Mr West, a Malton-based barrister, published in 1991 the 144-page History of Irish Cricket, 1940-1990, chiefly a collection of scorecards. His method was “largely reproductive”, he admitted, his number of appendixes akin to the path lab at James Cook hospital.

There was also a foreword by his friend Laurence Elliott, from Scarborough. “Bill West has collected together the scorecards of matches played by Ireland between 1940-90,” he wrote. “Why he has done this, I have no idea.”

M’learned friend had paid for 500 to be printed. At the last count he’d sold 18, though even that modest return seemed far to exceed that of the follow-up, the 12-page History of Irish Women’s Cricket, 1982-92.

Last we heard he’s sold precisely one, to his greengrocer.

LAST week’s note on former Horden and West Indies cricketer Derick Parry – Frozen of Grants Houses – reminded reader Ron Hutchinson that that Co Durham pit village was also home to acclaimed folk singer Jez Lowe. Jez’s newsletter was once euphemistically called Midnight Mail, after one of his songs – “Working on the midnight mail, working on the midnight mail, With my boots, my shovel and my pail.” In the Durham coalfield, it should perhaps be explained, the midnight mailman didn’t collect letters.

Ends

Billingham Catholic Club from 5pm this Saturday plays host to a reunion of those footballers who around the turn of the century represented the hugely successful Wynyard/Billingham Station Wanderers/Norton and Stockton Ancients side in the Over 40s League. They included former Football League men like Gerry Forrest, Tony Kenworthy, Bob Scaife and Kevan Smith. Organiser and former team manager Ray Morton insists that all are welcome.

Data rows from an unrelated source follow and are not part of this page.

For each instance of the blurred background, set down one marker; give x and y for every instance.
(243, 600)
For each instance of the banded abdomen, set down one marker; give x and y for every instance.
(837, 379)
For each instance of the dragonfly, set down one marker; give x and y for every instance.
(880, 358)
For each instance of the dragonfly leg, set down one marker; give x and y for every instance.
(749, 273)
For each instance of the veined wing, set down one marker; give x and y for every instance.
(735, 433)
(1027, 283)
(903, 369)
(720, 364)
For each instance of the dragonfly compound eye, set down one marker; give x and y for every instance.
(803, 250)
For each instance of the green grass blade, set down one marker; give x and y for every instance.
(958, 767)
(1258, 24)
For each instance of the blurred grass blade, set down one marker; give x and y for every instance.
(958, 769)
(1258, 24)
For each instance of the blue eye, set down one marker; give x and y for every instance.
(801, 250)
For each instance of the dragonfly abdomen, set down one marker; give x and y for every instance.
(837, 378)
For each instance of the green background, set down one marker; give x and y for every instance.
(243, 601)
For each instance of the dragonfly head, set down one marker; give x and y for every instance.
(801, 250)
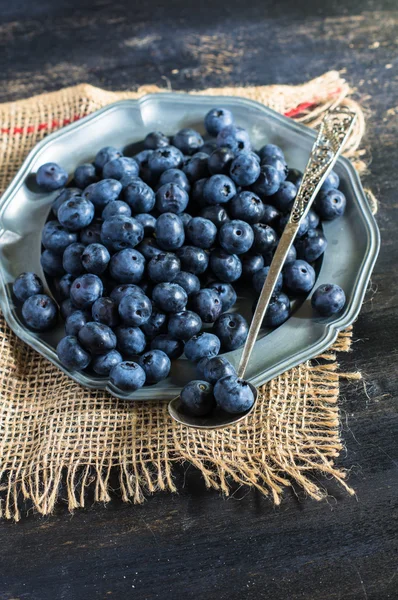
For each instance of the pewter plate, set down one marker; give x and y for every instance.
(353, 240)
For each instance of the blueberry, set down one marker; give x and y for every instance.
(155, 140)
(139, 196)
(26, 285)
(328, 299)
(51, 176)
(103, 192)
(175, 176)
(313, 219)
(270, 216)
(72, 259)
(169, 297)
(247, 206)
(259, 279)
(51, 263)
(216, 214)
(120, 291)
(106, 155)
(71, 354)
(226, 267)
(164, 267)
(233, 395)
(130, 341)
(236, 237)
(167, 157)
(85, 290)
(265, 238)
(201, 232)
(39, 312)
(127, 376)
(121, 232)
(202, 345)
(218, 189)
(148, 222)
(104, 363)
(197, 398)
(278, 310)
(216, 368)
(66, 194)
(331, 181)
(92, 233)
(299, 277)
(63, 285)
(311, 246)
(184, 325)
(75, 321)
(122, 169)
(127, 266)
(56, 238)
(284, 197)
(235, 138)
(116, 208)
(188, 141)
(170, 346)
(188, 281)
(330, 204)
(232, 330)
(251, 263)
(226, 293)
(105, 310)
(76, 213)
(207, 304)
(216, 119)
(156, 365)
(220, 161)
(197, 167)
(170, 198)
(245, 169)
(149, 248)
(169, 231)
(267, 182)
(194, 260)
(85, 175)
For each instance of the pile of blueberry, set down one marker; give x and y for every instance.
(145, 253)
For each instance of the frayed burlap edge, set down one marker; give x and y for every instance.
(54, 431)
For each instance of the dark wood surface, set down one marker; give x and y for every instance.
(196, 544)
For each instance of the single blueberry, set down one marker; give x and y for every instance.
(197, 398)
(202, 345)
(299, 277)
(39, 312)
(71, 354)
(233, 395)
(226, 267)
(328, 299)
(104, 363)
(76, 213)
(26, 285)
(156, 365)
(85, 290)
(127, 376)
(51, 176)
(232, 330)
(169, 231)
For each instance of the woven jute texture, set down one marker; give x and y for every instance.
(53, 432)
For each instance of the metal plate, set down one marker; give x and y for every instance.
(353, 240)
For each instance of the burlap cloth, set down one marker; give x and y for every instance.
(53, 431)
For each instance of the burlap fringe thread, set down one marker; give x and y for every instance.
(54, 431)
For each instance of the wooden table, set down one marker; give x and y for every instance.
(197, 544)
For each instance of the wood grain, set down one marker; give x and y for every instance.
(197, 544)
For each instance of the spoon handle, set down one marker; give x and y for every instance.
(333, 133)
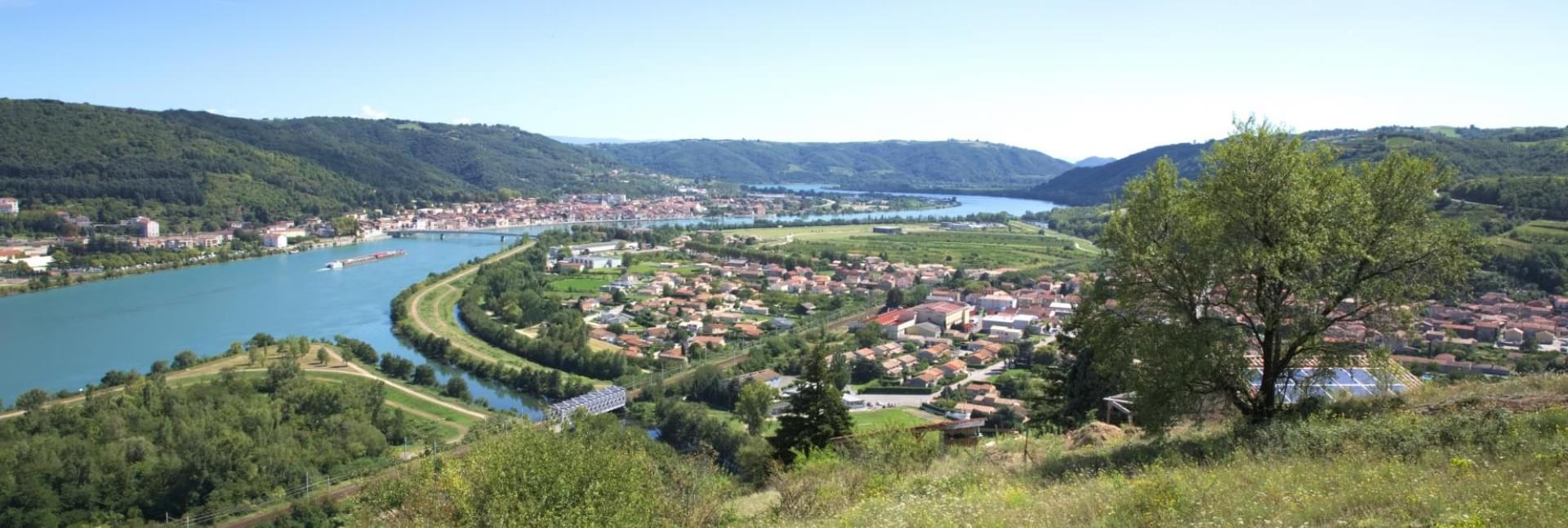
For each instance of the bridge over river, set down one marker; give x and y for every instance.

….and finally, last week’s column wondered what Brechin City had done this season which hadn’t been done for 126 years in the Scottish League and never in the Football League. They went the whole season without a win – four draws.

Among those who knew was Paul “Sobs” Dobson, also featured in last week’s column as editor of the Sunderland fanzine A Love Supreme. He quotes Labi Siffre: “”There’s always someone, somewhere, much worse off than you are.”

Last Sunday, it may have been noted, Arsenal invited all former players with more than 100 appearances to join the salute to M. Wenger. Readers are invited to name the only North-East born man in the line-up.